If you need a specific version of OpenGL, or you need a different API (OpenGL ES, EGL, WGL, GLX), or if you need certain extensions, you should use the gl_generator plugin instead.

See gfx_gl for an example of using a custom gfx-rs loader for a project.

Add this to your Cargo.toml:

[build-dependencies]
gl_generator = "*"

[dependencies]
gl_common = "*"

Under the [package] section, add:

build = "build.rs"

Create a build.rs to pull your specific version/API:

extern crate gl_generator;    // <-- this is your build dependency
extern crate khronos_api;    // included by gl_generator

use std::os;
use std::old_io::File;

fn main() {
    let dest = Path::new(os::getenv("OUT_DIR").unwrap());

    let mut file = File::create(&dest.join("gl_bindings.rs")).unwrap();

    // This generates bindsings for OpenGL ES v3.1
    gl_generator::generate_bindings(gl_generator::GlobalGenerator,
                                    gl_generator::registry::Ns::Gles2,
                                    khronos_api::GL_XML,
                                    vec![],
                                    "3.1", "core", &mut file).unwrap();
}

Then use it like this:

mod gles {
    include!(concat!(env!("OUT_DIR"), "/gl_bindings.rs"));
}

/*
 * Simple loading example
 */
fn main() {
    // Assuming window is GLFW, initialized, and made current
    gles::load_with(|s| window.get_proc_address(s));
}

The build.rs file will generate all the OpenGL functions in a file named, gl_bindings.rs plus all enumerations, and all types in the types submodule.

• The type of loader to generate. Can be gl_generator::StaticGenerator, gl_generator::StaticStructGenerator, gl_generator::StructGenerator, or gl_generator::GlobalGenerator.
• The API to generate. Can be Gl, Gles1, Gles2 (GLES 2 or 3), Wgl, Glx, Egl.
• The file which contains the bindings to parse. Can be GL_XML (for GL and GL ES), GLX_XML, WGL_XML, EGL_XML.
• Extra extensions to include in the bindings. These are specified as a list of strings.
• The requested API version. This is usually in the form "major.minor".
• The GL profile. Can be either "core" or "compatibility". "core" will only include all functions supported by the requested version it self, while "compatibility" will include all the functions from previous versions as well.

The global generator is the one used by default by the gl crate. See above for more details.

The struct generator is a cleaner alternative to the global generator.
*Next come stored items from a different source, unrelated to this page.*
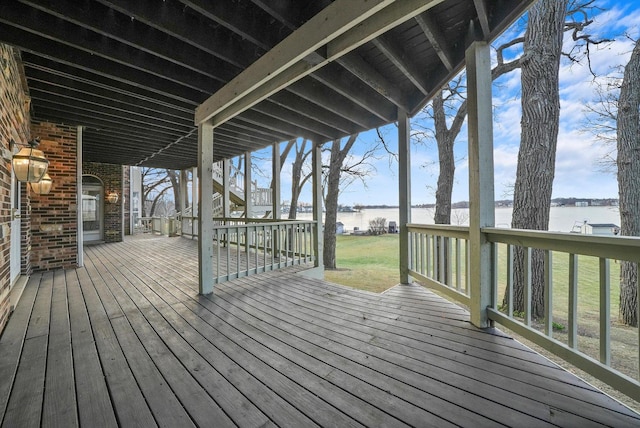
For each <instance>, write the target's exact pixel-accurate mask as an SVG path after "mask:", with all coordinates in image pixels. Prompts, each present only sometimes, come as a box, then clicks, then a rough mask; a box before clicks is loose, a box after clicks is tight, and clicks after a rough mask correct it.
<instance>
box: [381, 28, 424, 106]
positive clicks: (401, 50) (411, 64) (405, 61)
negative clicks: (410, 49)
mask: <svg viewBox="0 0 640 428" xmlns="http://www.w3.org/2000/svg"><path fill="white" fill-rule="evenodd" d="M371 43H373V45H374V46H375V47H376V48H378V50H379V51H380V52H382V54H383V55H384V56H385V57H386V58H387V59H388V60H389V61H391V62H392V63H393V65H395V66H396V68H397V69H398V70H400V71H401V72H402V74H404V75H405V77H406V78H407V79H408V80H409V81H411V83H413V85H414V86H415V87H416V88H418V90H419V91H420V92H422V93H423V94H424V95H427V94H428V93H429V91H428V89H427V88H428V84H427V82H426V79H425V78H424V76H425V73H424V70H418V68H417V67H416V65H415V63H413V62H411V61H407V55H406V54H405V53H404V52H403V49H402V48H401V47H400V46H397V45H396V44H395V43H394V42H393V41H392V40H391V38H388V37H386V36H384V35H382V36H380V37H378V38H376V39H373V40H372V41H371Z"/></svg>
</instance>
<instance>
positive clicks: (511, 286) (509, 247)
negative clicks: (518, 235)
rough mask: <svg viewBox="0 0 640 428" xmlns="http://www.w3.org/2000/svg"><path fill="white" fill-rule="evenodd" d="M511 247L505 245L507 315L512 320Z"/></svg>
mask: <svg viewBox="0 0 640 428" xmlns="http://www.w3.org/2000/svg"><path fill="white" fill-rule="evenodd" d="M513 256H514V251H513V245H511V244H507V315H508V316H509V318H513Z"/></svg>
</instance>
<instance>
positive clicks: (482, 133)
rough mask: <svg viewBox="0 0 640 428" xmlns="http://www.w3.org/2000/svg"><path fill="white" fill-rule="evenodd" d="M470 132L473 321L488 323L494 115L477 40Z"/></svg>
mask: <svg viewBox="0 0 640 428" xmlns="http://www.w3.org/2000/svg"><path fill="white" fill-rule="evenodd" d="M465 59H466V64H467V83H468V98H467V100H468V101H467V103H468V104H467V105H468V109H469V110H468V112H469V113H468V117H469V119H468V124H469V125H468V130H469V131H468V132H469V138H468V141H469V214H470V215H469V243H470V248H471V257H470V275H471V282H470V284H471V289H470V295H471V308H470V310H471V322H472V323H473V324H474V325H476V326H477V327H489V326H490V324H491V322H490V320H489V318H488V314H487V307H489V306H490V305H491V303H492V293H493V289H492V288H493V287H492V284H493V280H492V278H493V272H492V269H493V266H494V263H493V262H492V260H491V258H492V253H493V252H492V251H491V243H490V242H489V241H488V240H487V236H486V234H485V233H483V232H482V228H484V227H493V226H494V225H495V211H494V209H495V207H494V205H495V202H494V183H493V181H494V179H493V117H492V113H491V109H492V106H491V55H490V50H489V44H488V43H486V42H474V43H472V44H471V46H470V47H469V48H468V49H467V51H466V58H465Z"/></svg>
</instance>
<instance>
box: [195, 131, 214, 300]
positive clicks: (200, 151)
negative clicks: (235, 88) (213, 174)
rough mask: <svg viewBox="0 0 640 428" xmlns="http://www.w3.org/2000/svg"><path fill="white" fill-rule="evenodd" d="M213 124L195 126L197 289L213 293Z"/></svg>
mask: <svg viewBox="0 0 640 428" xmlns="http://www.w3.org/2000/svg"><path fill="white" fill-rule="evenodd" d="M212 174H213V125H212V124H211V123H209V122H203V123H201V124H200V125H198V198H199V202H200V203H199V205H200V215H199V216H198V235H199V237H198V289H199V292H200V294H210V293H212V292H213V203H212V201H211V195H213V175H212Z"/></svg>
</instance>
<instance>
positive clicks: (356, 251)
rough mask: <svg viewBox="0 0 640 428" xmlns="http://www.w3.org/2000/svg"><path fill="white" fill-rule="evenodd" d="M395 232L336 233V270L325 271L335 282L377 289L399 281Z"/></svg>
mask: <svg viewBox="0 0 640 428" xmlns="http://www.w3.org/2000/svg"><path fill="white" fill-rule="evenodd" d="M398 251H399V247H398V235H397V234H387V235H380V236H366V235H365V236H356V235H338V236H337V244H336V260H337V266H338V269H337V270H327V271H325V275H324V276H325V279H326V280H327V281H331V282H335V283H336V284H342V285H346V286H348V287H354V288H358V289H361V290H367V291H373V292H376V293H380V292H382V291H384V290H386V289H388V288H390V287H393V286H394V285H396V284H398V282H399V281H400V268H399V254H398Z"/></svg>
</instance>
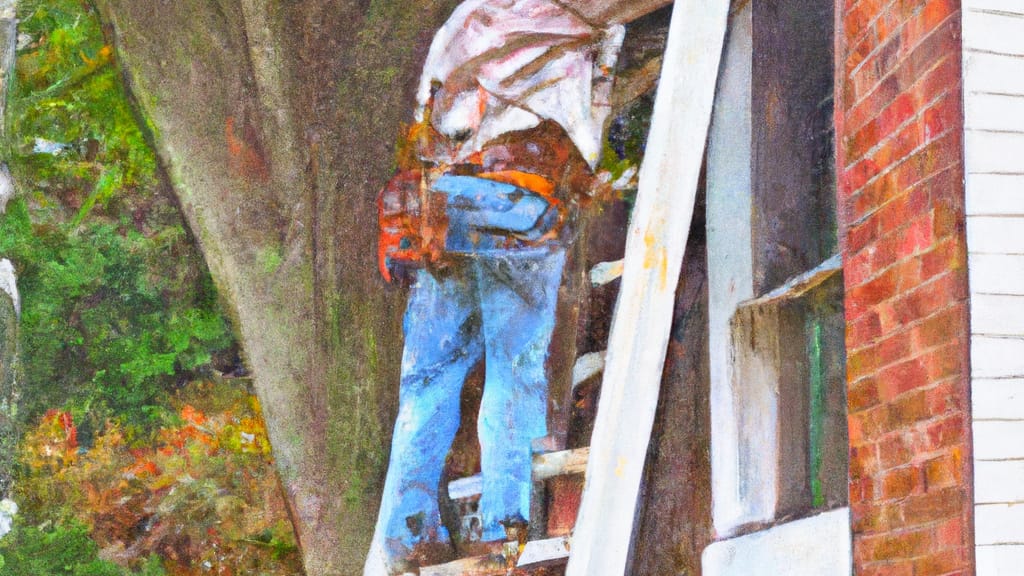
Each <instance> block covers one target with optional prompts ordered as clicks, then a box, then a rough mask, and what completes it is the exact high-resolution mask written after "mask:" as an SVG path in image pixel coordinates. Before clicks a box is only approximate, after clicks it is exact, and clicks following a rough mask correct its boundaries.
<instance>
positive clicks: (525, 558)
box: [516, 536, 569, 568]
mask: <svg viewBox="0 0 1024 576" xmlns="http://www.w3.org/2000/svg"><path fill="white" fill-rule="evenodd" d="M568 558H569V537H568V536H560V537H558V538H548V539H546V540H534V541H530V542H526V546H525V547H524V548H523V549H522V553H520V554H519V563H518V564H516V568H540V567H542V566H550V565H552V564H558V563H560V562H564V561H566V560H568Z"/></svg>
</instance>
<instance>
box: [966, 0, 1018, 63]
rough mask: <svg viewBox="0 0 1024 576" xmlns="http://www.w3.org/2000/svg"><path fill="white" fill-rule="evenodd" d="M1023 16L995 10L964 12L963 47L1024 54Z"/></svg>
mask: <svg viewBox="0 0 1024 576" xmlns="http://www.w3.org/2000/svg"><path fill="white" fill-rule="evenodd" d="M1021 34H1024V18H1022V17H1020V16H1017V15H1012V14H1005V13H999V12H995V11H978V10H967V11H966V12H964V47H965V48H967V49H973V50H985V51H991V52H998V53H1000V54H1017V55H1022V54H1024V43H1021V42H1020V41H1019V37H1020V35H1021Z"/></svg>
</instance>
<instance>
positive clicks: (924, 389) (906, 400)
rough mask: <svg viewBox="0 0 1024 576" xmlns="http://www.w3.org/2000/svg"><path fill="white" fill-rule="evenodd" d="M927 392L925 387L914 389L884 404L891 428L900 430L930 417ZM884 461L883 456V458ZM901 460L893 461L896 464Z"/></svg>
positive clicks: (930, 416)
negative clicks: (901, 396)
mask: <svg viewBox="0 0 1024 576" xmlns="http://www.w3.org/2000/svg"><path fill="white" fill-rule="evenodd" d="M929 392H930V390H927V389H915V390H912V392H909V393H907V394H905V395H904V396H902V397H901V398H900V399H899V400H896V401H893V402H892V403H891V404H888V405H887V406H886V409H887V410H888V414H887V416H888V417H887V419H886V421H887V423H888V425H889V429H891V430H902V429H906V428H909V427H910V426H912V425H914V424H916V423H919V422H924V421H925V420H929V419H931V417H932V412H931V405H930V404H929V399H930V396H929ZM883 460H884V461H885V458H884V459H883ZM899 463H902V462H893V463H892V465H897V464H899Z"/></svg>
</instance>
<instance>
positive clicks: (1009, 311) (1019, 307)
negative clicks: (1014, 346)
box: [971, 294, 1024, 336]
mask: <svg viewBox="0 0 1024 576" xmlns="http://www.w3.org/2000/svg"><path fill="white" fill-rule="evenodd" d="M971 332H972V333H973V334H981V335H986V336H1021V335H1024V296H1016V295H1001V294H973V295H972V296H971Z"/></svg>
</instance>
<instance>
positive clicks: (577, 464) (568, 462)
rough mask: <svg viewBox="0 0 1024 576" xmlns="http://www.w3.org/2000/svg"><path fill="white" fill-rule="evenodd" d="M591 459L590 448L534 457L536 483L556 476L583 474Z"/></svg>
mask: <svg viewBox="0 0 1024 576" xmlns="http://www.w3.org/2000/svg"><path fill="white" fill-rule="evenodd" d="M589 457H590V448H577V449H575V450H562V451H561V452H552V453H550V454H538V455H537V456H534V481H535V482H540V481H542V480H547V479H549V478H555V477H556V476H565V475H573V474H583V472H585V471H587V459H588V458H589Z"/></svg>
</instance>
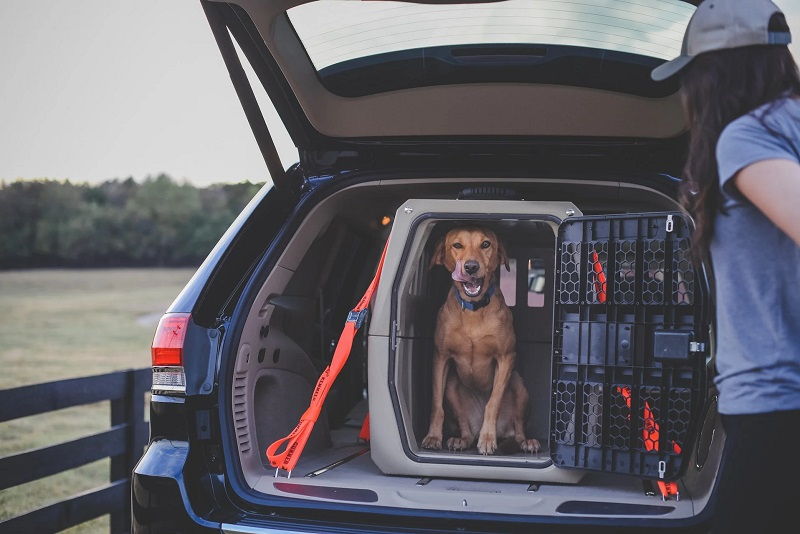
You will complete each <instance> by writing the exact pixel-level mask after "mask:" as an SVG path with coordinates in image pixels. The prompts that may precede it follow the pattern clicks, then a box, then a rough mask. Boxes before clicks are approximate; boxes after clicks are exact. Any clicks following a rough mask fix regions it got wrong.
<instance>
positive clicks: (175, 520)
mask: <svg viewBox="0 0 800 534" xmlns="http://www.w3.org/2000/svg"><path fill="white" fill-rule="evenodd" d="M188 453H189V444H188V443H186V442H185V441H173V440H165V439H164V440H158V441H153V442H152V443H150V445H149V447H148V448H147V451H146V452H145V453H144V455H143V456H142V458H141V459H140V460H139V463H137V464H136V467H135V468H134V470H133V475H132V479H131V532H132V533H133V534H139V533H141V534H144V533H146V534H160V533H165V534H166V533H170V534H175V533H179V532H209V533H210V532H220V523H218V522H213V521H208V520H206V519H204V518H202V517H201V516H200V515H198V514H197V513H196V512H195V511H194V510H193V509H192V506H191V504H190V502H189V497H188V495H187V492H186V486H185V484H184V479H183V470H184V466H185V465H186V459H187V457H188Z"/></svg>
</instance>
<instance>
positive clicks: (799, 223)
mask: <svg viewBox="0 0 800 534" xmlns="http://www.w3.org/2000/svg"><path fill="white" fill-rule="evenodd" d="M734 184H735V185H736V187H737V188H738V189H739V192H740V193H741V194H742V195H744V196H745V198H747V199H748V200H749V201H750V202H752V203H753V204H754V205H755V206H756V207H757V208H758V209H759V210H761V212H762V213H763V214H764V215H766V216H767V218H768V219H769V220H771V221H772V222H773V223H775V226H777V227H778V228H780V229H781V230H783V231H784V233H786V235H788V236H789V237H791V238H792V239H793V240H794V242H795V243H797V245H798V246H800V164H798V163H796V162H794V161H791V160H788V159H767V160H764V161H759V162H756V163H753V164H752V165H748V166H747V167H745V168H743V169H742V170H740V171H739V172H738V173H737V174H736V176H735V177H734Z"/></svg>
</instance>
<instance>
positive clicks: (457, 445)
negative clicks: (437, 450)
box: [447, 438, 469, 451]
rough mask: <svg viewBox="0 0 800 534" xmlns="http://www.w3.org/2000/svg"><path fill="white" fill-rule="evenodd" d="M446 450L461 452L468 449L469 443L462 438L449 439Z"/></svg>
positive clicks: (447, 442) (463, 438)
mask: <svg viewBox="0 0 800 534" xmlns="http://www.w3.org/2000/svg"><path fill="white" fill-rule="evenodd" d="M447 448H448V449H449V450H451V451H463V450H464V449H467V448H469V441H468V440H466V439H464V438H450V439H448V440H447Z"/></svg>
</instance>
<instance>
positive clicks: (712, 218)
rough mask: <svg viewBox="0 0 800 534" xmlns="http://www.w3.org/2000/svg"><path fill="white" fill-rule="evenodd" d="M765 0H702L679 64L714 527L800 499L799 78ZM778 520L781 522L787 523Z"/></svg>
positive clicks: (728, 527)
The main difference is that you must call gl::Gl::load_with instead of gl::load_with, and this functions returns a struct of type Gl. The OpenGL functions are not static functions but member functions in this Gl struct. This is important when the GL functions are associated with the current context, as is true on Windows.

The enumerations and types are still static and available in a similar way as in the global generator.

The static generator generates plain old bindings. You don't need to load the functions.

This generator should only be used only if the platform you are compiling for is guaranteed to support the requested API. Otherwise you will get a compilation error. For example, you can use it for WGL and OpenGL 1.1 on Windows or GLX and OpenGL 1.3 on Linux, because Windows and Linux are guanteed to provide implementations for these APIs.

You will need to manually provide the linkage. For example to use WGL or OpenGL 1.1 on Windows, you will need to add #[link="OpenGL32.lib"] extern {} somewhere in your code.

The gl_generator crate is extensible. This is a niche feature useful only in very rare cases. To create a custom generator, create a new plugin crate which depends on gl_generator. Then, implement the gl_generator::Generator trait and in your plugin registrar, register a function which calls gl_generator::generate_bindings with your custom generator and its name.